You did a wonderful job of writing Amanda and absolutely nailed a fear that a lot of women share—a stalker, especially one that can access her home and watch her with no one the wiser. But you also hit on another aspect of being a woman in society that many male authors try and fail at writing—her intuition, and how she initially explains things away until her intuition can no longer be ignored, as well as how the man in her life simply didn’t believe her. Were you able to do this on your own, or did you work with a writing group or friend to help you capture this so accurately and beautifully? If you did it on your own, what would you credit to understanding the female experience so well?
I absolutely relied on insight from Rosina and critique partners for this story and every story. It might sound corny, but I listen and try to understand everyone all the time. I think writing a good, authentic story is less about the words I write than the ones I hear. The final draft of this story took shape during the Supreme Court’s ruling to overturn Roe v. Wade. What I heard and felt then was a deep and justified fear and anger at the loss of bodily autonomy and personal freedom. That very much informed the story and I hope that I managed to capture that fear and anger with sympathy and respect.
The last line was so perfect. What advice would you give to readers on nailing that last sentence?
My glib answer: when in doubt, light it on fire. My sincere answer: a lot of times, the right last line is three sentences before the one you think it is. I think a short story should end with more violence and ambiguity than you initially think. I’m also a very meticulous sentence by sentence writer. I write, read, read out loud, revise, and repeat until every sentence feels like it’s absolutely critical. I liken it to playing Jenga. If I can pull the sentence out, it has to go. So, I treat the last line, the first line, and every line with the same scrutiny.
Where can we find more of your work and how can we support you?
Considering the shifting sands of the social media landscape, the best way to find information on my published work, news, and the like is my personal webpage at erikgrove.com. Fair warning: most of my work isn’t nearly so dark. I generally write a lot more jokes and less utility knife murdering. I think the best way for readers to support me is to support all writers. Buy a subscription to Nightmare Magazine. Read more. Write more. Join the community. Volunteer. Tell a writer you enjoyed reading their work. And then another one and another. That sounds lovely, right?
What can fans look forward to from you in the future?

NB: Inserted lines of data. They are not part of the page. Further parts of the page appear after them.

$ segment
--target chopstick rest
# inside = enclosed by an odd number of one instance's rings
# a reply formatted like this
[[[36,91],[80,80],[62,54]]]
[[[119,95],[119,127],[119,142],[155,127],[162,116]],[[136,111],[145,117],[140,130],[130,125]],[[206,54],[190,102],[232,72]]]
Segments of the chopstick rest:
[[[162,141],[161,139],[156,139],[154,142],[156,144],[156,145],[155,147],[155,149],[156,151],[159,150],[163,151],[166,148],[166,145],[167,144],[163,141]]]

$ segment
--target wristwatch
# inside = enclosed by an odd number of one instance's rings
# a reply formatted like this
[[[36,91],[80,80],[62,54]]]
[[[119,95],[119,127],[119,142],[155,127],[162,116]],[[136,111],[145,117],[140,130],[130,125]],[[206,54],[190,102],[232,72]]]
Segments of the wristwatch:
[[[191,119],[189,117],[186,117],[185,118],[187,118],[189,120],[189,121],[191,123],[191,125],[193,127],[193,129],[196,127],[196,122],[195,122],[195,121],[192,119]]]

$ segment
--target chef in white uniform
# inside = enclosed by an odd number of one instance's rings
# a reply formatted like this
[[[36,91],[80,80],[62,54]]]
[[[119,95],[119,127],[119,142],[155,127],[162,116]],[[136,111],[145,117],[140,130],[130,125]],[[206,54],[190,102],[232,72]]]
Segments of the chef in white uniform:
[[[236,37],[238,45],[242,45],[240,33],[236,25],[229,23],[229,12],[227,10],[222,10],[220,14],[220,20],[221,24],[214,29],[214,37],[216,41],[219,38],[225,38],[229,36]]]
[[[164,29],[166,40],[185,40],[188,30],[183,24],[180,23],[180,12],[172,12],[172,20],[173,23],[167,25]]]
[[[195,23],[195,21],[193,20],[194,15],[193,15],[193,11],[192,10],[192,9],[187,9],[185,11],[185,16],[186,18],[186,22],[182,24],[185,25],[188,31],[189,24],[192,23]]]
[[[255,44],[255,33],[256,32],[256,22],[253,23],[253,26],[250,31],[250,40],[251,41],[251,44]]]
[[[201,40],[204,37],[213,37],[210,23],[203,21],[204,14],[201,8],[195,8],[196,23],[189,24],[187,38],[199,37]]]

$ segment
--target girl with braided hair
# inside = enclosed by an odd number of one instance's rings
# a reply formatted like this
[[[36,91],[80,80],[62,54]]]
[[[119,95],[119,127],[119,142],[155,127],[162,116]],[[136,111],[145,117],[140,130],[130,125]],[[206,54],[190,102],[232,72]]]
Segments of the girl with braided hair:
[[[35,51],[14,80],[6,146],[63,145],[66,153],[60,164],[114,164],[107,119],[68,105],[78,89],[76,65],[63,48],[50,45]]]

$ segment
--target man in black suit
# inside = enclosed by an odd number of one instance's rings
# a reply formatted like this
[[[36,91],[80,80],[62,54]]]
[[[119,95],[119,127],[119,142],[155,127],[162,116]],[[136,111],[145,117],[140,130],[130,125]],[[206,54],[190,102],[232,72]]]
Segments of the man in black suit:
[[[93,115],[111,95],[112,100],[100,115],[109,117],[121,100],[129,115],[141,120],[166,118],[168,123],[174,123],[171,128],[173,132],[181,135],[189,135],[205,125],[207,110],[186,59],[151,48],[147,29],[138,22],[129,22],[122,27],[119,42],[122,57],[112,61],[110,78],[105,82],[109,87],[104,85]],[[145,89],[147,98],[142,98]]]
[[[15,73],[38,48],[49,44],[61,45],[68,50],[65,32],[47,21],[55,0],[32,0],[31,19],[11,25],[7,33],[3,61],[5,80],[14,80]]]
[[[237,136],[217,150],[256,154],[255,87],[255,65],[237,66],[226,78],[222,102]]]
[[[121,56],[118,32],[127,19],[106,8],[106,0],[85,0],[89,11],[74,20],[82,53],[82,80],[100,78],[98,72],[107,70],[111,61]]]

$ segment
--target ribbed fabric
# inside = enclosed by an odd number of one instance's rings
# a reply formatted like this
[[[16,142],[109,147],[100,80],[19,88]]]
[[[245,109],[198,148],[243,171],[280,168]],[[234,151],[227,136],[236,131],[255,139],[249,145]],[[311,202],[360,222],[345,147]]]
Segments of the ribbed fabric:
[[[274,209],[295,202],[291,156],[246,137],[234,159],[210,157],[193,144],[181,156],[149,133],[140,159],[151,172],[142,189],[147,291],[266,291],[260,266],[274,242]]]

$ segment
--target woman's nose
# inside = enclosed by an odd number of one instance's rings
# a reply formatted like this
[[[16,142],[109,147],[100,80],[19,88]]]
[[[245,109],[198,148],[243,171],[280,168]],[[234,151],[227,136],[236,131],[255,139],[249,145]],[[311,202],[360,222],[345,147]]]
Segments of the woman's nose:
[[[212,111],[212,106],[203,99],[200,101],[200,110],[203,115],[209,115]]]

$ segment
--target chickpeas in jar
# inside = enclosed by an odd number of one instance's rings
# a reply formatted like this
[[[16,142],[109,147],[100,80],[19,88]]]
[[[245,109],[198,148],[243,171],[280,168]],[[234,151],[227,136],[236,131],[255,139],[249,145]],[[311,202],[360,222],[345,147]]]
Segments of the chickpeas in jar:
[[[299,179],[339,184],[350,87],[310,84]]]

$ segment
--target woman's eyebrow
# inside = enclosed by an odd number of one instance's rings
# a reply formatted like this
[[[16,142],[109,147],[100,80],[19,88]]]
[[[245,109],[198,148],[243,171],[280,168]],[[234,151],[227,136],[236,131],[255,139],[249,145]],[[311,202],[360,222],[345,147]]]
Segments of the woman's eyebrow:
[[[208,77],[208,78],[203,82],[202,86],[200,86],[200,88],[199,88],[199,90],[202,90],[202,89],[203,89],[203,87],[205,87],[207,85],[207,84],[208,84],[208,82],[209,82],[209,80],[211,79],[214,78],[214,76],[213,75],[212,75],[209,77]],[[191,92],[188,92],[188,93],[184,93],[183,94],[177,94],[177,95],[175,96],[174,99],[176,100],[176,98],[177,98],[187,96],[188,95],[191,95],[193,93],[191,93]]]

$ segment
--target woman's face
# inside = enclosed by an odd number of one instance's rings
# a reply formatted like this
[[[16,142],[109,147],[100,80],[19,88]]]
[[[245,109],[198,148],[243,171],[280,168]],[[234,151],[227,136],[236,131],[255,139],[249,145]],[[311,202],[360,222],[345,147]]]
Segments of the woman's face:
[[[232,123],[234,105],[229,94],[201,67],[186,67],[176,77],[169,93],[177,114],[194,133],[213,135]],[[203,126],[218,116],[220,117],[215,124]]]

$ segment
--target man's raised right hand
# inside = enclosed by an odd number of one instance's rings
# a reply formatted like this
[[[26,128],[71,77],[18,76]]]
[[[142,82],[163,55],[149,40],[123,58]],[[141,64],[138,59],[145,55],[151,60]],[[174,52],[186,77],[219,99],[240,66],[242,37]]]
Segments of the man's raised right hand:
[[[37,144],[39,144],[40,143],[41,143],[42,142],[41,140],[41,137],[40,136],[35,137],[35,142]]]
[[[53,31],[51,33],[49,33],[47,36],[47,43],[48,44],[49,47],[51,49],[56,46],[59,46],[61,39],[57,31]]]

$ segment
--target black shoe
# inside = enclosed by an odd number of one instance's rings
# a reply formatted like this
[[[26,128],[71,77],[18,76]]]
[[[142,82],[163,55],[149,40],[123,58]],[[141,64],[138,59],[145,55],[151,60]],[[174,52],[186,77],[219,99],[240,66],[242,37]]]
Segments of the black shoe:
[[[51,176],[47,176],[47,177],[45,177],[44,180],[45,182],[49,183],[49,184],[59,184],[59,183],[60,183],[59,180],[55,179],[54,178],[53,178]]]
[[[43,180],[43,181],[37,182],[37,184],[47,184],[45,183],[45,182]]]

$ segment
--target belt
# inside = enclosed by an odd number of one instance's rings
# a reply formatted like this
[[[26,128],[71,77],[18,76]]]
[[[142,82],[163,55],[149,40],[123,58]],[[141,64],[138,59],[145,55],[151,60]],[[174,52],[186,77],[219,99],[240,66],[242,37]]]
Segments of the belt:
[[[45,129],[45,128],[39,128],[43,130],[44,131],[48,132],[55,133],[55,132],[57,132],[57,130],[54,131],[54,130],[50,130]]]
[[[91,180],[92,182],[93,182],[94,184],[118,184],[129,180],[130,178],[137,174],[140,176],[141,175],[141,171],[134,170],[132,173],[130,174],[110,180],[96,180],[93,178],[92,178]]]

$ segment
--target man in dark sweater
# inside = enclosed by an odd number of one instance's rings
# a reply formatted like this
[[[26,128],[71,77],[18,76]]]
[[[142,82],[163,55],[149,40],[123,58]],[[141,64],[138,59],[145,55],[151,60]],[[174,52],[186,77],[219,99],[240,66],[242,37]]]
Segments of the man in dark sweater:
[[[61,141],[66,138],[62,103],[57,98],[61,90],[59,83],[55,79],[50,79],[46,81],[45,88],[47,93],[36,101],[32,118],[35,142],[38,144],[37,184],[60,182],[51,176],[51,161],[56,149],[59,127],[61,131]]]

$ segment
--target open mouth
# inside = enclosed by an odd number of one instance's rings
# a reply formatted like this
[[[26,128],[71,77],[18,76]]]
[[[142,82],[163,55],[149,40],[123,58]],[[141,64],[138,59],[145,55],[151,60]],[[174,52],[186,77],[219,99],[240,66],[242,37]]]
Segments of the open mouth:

By time and emphasis, I’m mostly a novelist. I’ve been working on longer form stuff I can’t quite discuss yet for most of the last year. I play with science fiction and fantasy as much as horror. I will be subbing more short fiction as soon as I revise it to my satisfaction but I’m a slower short fiction reviser. I think fans can expect everything I write will have the weariness, dread, and anger of living on the knife’s edge of a failing world paired with my silly devotion to empathy. The narrator of “Home” is a monster but one that breaks my heart as much as repulses me. Fans can expect a lot of that but (usually) with more jokes. I love horror though, so maybe reader excitement will encourage more utility knife murdering. One can never say for sure.